On Fri, Jan 14, 2000 at 04:12:40PM -0500 or thereabouts, Poletti, Don wrote:
> > I picked the wrong mouse during my red hat 6.1 install, and now my 
> > mouse does not work.  How does one get around in Gnome without a 
> > mouse, what are the controls?  I think what I want to do is run 
> > /usr/sbin/mouseconfig but I am darned if I can find and docs on 
> > keyboard control in gnome.
> 
> Try type using one of the virtual console (this is a kernal 
> feature not gnome) by pressing Shift-Ctrl and F2, (use F7 to
> return. This will take you to a new text based login screen. 
> 
> I could be wrong about Shift-Ctrl-F2 ir might be Alt-Ctrl-F2.

It's alt-control-F(something), yes. I think this may also work
on *BSDs?

It's not a specifically Gnome thing, but there is a way to 
control the pointer via the keyboard in X. I found it in the
WindowMaker README (/usr/doc/WindowMaker/README) by accident,
and it came in extremely handy when I recently discovered that
my mouse objected to being covered in coffee.

You enable and disable it by hitting control-shift-numberlock. 
Apparently the speaker should beep but mine never does.

Then you use the number pad to move around:

/ * - 	select mouse buttons: first, second, third in that order
. 8 .	becomes 	. 	up 	. 
4 . 6	becomes		left	.	right
. 2 .	becomes 	.	down	.

Holding one of 2,4,6,8 down and pressing number 5 down speeds the mouse up.
Pressing 5 down on its own does a mouse click with the current button.
Pressing + down on its own does a double-click with the current button.
0 clicks and holds down the current button.
. releases the button that 0 held down.

Neat, eh?

If you have focus-follows-mouse, this is actually not too bad a
way to move the mouse around, especially if it saves you from
having to quit with unsaved stuff to perform mouse-resuscitation!
I suspect the ones where you click to focus may be more of a pain.
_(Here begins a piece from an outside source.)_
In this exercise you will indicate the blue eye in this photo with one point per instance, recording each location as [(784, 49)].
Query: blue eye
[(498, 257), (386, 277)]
Speaking from experience, this is the sort of information it is worth 
having written down or printed out well away from the computer. If it's 
in a file and you can't get to open or focus on a terminal, it's not 
very useful! (I keep meaning to print out the man page for fsck for
the same reason.)

Oh yes: do not get carried away by your clever control of the
pointer without the mouse like I did and use gtcd (the Gnome CD
player). I don't know whether this is a bug or some design feature, 
but when I used it with the numberpad (with no mouse available), 
it stole my focus and wouldn't give it back! I had managed to
close everything that needed saving by then, so I resorted to
control-alt-backspace (kills X) and console-land.

Telsa, now with a new mouse and her coffee much further away.